If a function can be represented by a Taylor series at x₀, but only at this point, (radius of convergence = 0), is it considered analytic there?

 

[mathman]

If a function can be represented by a Taylor series at x₀, but only at this point, (radius of convergence = 0), is it considered analytic there?

No. All you have is f(x₀)=f(x₀)

 

[IniquiTrance]

Could you please elaborate on your response? Not sure I follow...

 

[Office_Shredder]

Given any function (any function at all, seriously), the "Taylor Series" around x₀ with 0 radius of convergence is

f(x)=f(x₀). This is pretty pointless

 

[HallsofIvy]

In order to be "analytic" at a point, the Taylor's series for the function, around that point, must converge to the function in some neighborhood of the function.

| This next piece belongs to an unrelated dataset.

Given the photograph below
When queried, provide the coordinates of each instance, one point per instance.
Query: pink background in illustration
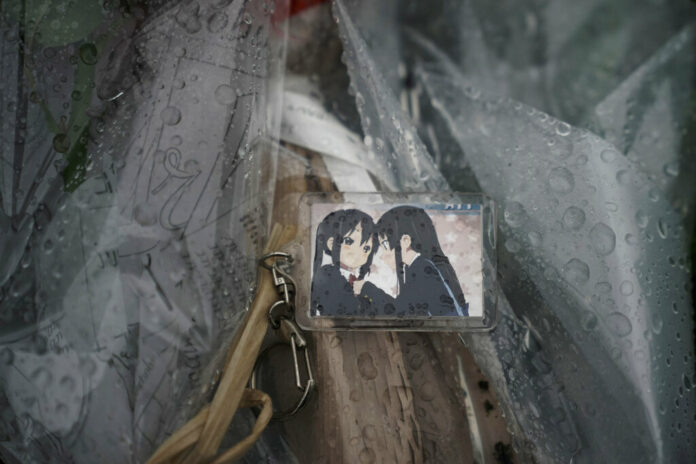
(460, 239)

And it depends upon what you mean by "represented by the Taylor's series".

The function
f(x)= e^{-\frac{1}{x^2}
if x\ne 0, f(0)= 0, has all derivatives at 0 equal to 0 and so its Taylor's series, about x= 0, exists, has infinite radius of convergence, but is equal to f only at x= 0. That function is NOT "analytic".

 

[AxiomOfChoice]

I have a question about analyticity: Suppose I want to show that a function f(z) is analytic in some open subset \Omega of the complex plane. Is it enough to show that f has a power series representation that converges for every z in \Omega?

 

[mathman]

I have a question about analyticity: Suppose I want to show that a function f(z) is analytic in some open subset \Omega of the complex plane. Is it enough to show that f has a power series representation that converges for every z in \Omega?

Only when the convergence is to f(z) itself. As previously noted the power series for e^-1/x2 is all 0, not the function itself.

 

[edwinksl]

If a function can be represented by a Taylor series at x₀, but only at this point, (radius of convergence = 0), is it considered analytic there?

Nope. Analyticity is a neighborhood property.